The latest art exhibit, Wall To Table, on display at the Arts Council of Southwestern Indiana marries 2D (wall) art with 3D (ceramics) art for a collective experience. 

Clay artists were invited to consider the space that 2D and 3D art occupy and work to bridge the gap. Ceramics are often considered “work for the table or pedestal.” Our national call for participation encouraged ceramic artists to show their ability to take their work in a new direction and bring in the walls around them. A national call for art was met with pieces from Indiana, Kentucky, Georgia, and Ohio.

Al Holen and Brett Anderson assisted Gallery Director Andrea Adams in planning and organizing this exhibit, starting with the call for art to setting up the show in the gallery and ending with jurying the exhibit for cash awards to be announced at the reception on Saturday, August 19 from 5-6:30pm. 

Juror Statements
Wall to Table
Arts Council of Southwestern Indiana

Alisa (Al) Holen, Associate Professor of Ceramics at the University of Southern Indiana

The initial concept for this show came from a desire to fully utilize the unique footprint of the ARTSWIN  gallery with a 3D Ceramics exhibition.  Many ceramic artists work from sketches or specific visual sources, which can give us great information about how the ceramic piece was developed.  Many ceramic artists consider their work for a specific environment – the table, the garden, or a specific space.

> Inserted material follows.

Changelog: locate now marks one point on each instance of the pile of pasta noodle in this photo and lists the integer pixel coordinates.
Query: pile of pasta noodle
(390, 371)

With this, we were looking for unique pairings of 3D ceramic objects with strong 2D staging, information, or presentation elements.  

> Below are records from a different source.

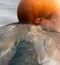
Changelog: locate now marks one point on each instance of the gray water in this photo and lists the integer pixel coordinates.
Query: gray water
(8, 11)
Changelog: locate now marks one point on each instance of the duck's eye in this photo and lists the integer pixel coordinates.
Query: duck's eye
(49, 16)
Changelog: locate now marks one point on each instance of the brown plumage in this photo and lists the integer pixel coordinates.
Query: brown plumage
(43, 12)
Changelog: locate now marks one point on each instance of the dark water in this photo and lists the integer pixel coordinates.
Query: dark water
(8, 11)
(25, 54)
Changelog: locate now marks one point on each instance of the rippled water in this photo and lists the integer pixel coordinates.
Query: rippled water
(8, 11)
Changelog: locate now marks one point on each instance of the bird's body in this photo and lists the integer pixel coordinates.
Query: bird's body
(48, 11)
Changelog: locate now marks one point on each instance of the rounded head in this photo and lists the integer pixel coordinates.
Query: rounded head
(29, 10)
(44, 12)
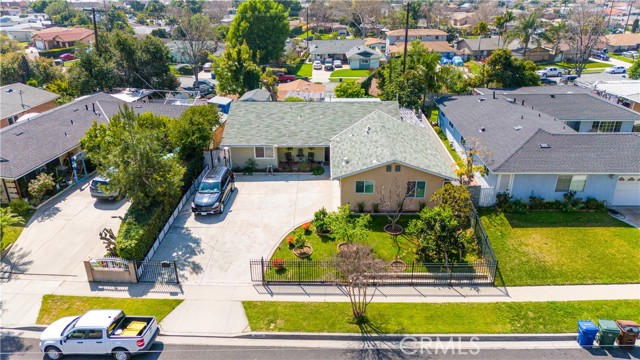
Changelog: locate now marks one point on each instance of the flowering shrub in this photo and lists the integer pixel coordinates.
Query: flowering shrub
(278, 263)
(290, 240)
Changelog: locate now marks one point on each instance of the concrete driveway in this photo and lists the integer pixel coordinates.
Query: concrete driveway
(217, 248)
(64, 233)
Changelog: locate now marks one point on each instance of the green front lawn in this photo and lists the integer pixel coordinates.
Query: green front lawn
(445, 318)
(304, 70)
(621, 58)
(552, 247)
(325, 247)
(349, 73)
(54, 306)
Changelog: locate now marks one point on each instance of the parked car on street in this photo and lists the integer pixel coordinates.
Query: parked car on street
(550, 72)
(282, 77)
(547, 81)
(97, 186)
(616, 70)
(99, 332)
(66, 57)
(214, 191)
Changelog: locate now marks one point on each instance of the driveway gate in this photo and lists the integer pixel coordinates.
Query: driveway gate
(154, 271)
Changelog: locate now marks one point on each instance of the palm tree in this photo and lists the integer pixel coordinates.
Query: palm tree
(8, 218)
(481, 29)
(555, 34)
(524, 30)
(501, 22)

Beyond this, I use a simple rubric for the jury process.  Completion, Creativity, Challenge, and Craftpersonship.  

  • Completion: Did the artist see the work through to a fully completed statement? 
  • Creativity: Did the artist go beyond an obvious solution and think creatively?  
  • Challenge: Did the artist challenge themselves to bring the work to the next level?  
  • Craftspersonship: Is the work finished with attention to detail?  

Because we juried from digital images, the quality of photography also played into the jury process. 

We made some difficult choices, but I think we chose a cohesive and compelling group of works!  Congratulations to all who entered!  This was a new challenge for most, and we hope to encourage all artists to continue to take risks and get the work “out there”! 


Brett Anderson, Director of McCutchan Art Center and Pace Galleries

Many artists are multifaceted in their approach to process and find reworking the same concept with different media often leads to satisfying alternatives that couldn’t be achieved otherwise.  There are also conventions of genre and functionality linked to many artistic processes, like ceramics and printmaking; whether an artist lends into or rejects these conventions becomes an important aspect of using that specific process.   These types of concerns, as well as the artist’s visual dialogue between their two-dimensional and three-dimensional components, were the most important criteria by which I considered the pieces submitted in my role as co-juror for this exhibition.

Additionally, several artists also used the show parameters as an impetus to collaborate with others, or to make new work specifically in response to the exhibition concept, Kudos! My thanks to everyone who responded to the open call, our invitation was a complex puzzle to solve.

Wall To Table is available to view in person at the gallery from 10am to 4pm Tuesday through Friday until September 28.